If, as does this newspaper, you advocate in favor of a voter ID law, and believed that would happen after 55.5% of North Carolina voters voted in favor, then you have a right to be angry.
In effect, when U.S. District Court Judge Loretta Biggs blocked implementation of the voter ID law, which would have been used for the first time in the March 3 primary, she disenfranchised a little more than 2 million voters who voted in favor of the law in what is clearly an attempt to legislate from the bench.
Perhaps more troublesome was Biggs’ disjointed explanation: She seemed not bothered at all by the law itself, which is tremendously generous in what it permits as a valid voter ID, but instead spoke of North Carolina’s “sordid history” when it comes to voter ID law.
She essentially said she doesn’t trust the law because of past transgressions by Republicans, who are in fact guilty of overreaching in this pursuit with a goal to depress the votes of those, primarily minorities, who are most likely to vote in favor of Democratic candidates. She also was troubled by the architects of the law, primarily lawmakers, duly elected we suppose, because of their previous efforts to construct a voter ID law that time and again was determined to be unconstitutional.

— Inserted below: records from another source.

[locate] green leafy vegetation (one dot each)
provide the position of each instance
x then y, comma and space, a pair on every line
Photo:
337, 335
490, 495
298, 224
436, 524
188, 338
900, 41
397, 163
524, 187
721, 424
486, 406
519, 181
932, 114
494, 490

Biggs didn’t actually detail what she perceived as flaws in the law itself that presumably would strip some state residents of their right to cast a ballot. We will say again, few things are easier to do than to vote in North Carolina, which offers an extended early voting period, accommodates those who must register at the last minute, and for the foreseeable future does not require any photo ID.

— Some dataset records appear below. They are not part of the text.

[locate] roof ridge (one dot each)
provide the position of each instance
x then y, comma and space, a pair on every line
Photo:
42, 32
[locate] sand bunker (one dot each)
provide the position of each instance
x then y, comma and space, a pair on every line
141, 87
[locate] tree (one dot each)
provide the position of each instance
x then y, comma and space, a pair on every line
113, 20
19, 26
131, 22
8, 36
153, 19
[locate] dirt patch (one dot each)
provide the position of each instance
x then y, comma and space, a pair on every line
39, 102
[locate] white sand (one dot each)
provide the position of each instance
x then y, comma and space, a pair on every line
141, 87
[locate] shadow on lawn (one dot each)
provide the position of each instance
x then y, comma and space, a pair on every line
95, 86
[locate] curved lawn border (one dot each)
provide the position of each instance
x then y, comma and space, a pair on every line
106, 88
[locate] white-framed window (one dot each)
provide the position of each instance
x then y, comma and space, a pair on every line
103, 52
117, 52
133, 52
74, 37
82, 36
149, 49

But even if that law were implemented, we are unfamiliar with those who simply cannot find a photo ID with which to cast a ballot. Who are these people? We would love to meet them.
The state, under the law, would provide a photo ID for free — and the overwhelmingly majority of people already possess one. Navigating life without a photo ID is what is difficult.
What is required to vote, now and even after a voter ID is established, is the desire to do so. That is what is typically missing when eligible voters sit out elections.
Josh Stein, the state’s Democratic attorney general, said Wednesday he would do his duty and appeal Biggs’ decision, but said he would delay any action until after the March 3 primary, saying that a rush job would just add to the confusion.
So it appears that in North Carolina, the comfort that a photo ID would have provided will be absent yet again for the primary. Elections here are rarely decided by ideas, but instead turn on which candidate has the deepest pocket and can haul the most voters to the polls, who then dutifully do as they are told to do.
That is a practice that would not have been eliminated by the photo ID requirement, but at least would have been inhibited. We all see the local governments that the absence of a voter ID have saddled us with, and we will continue to wonder what might have been had one been implemented.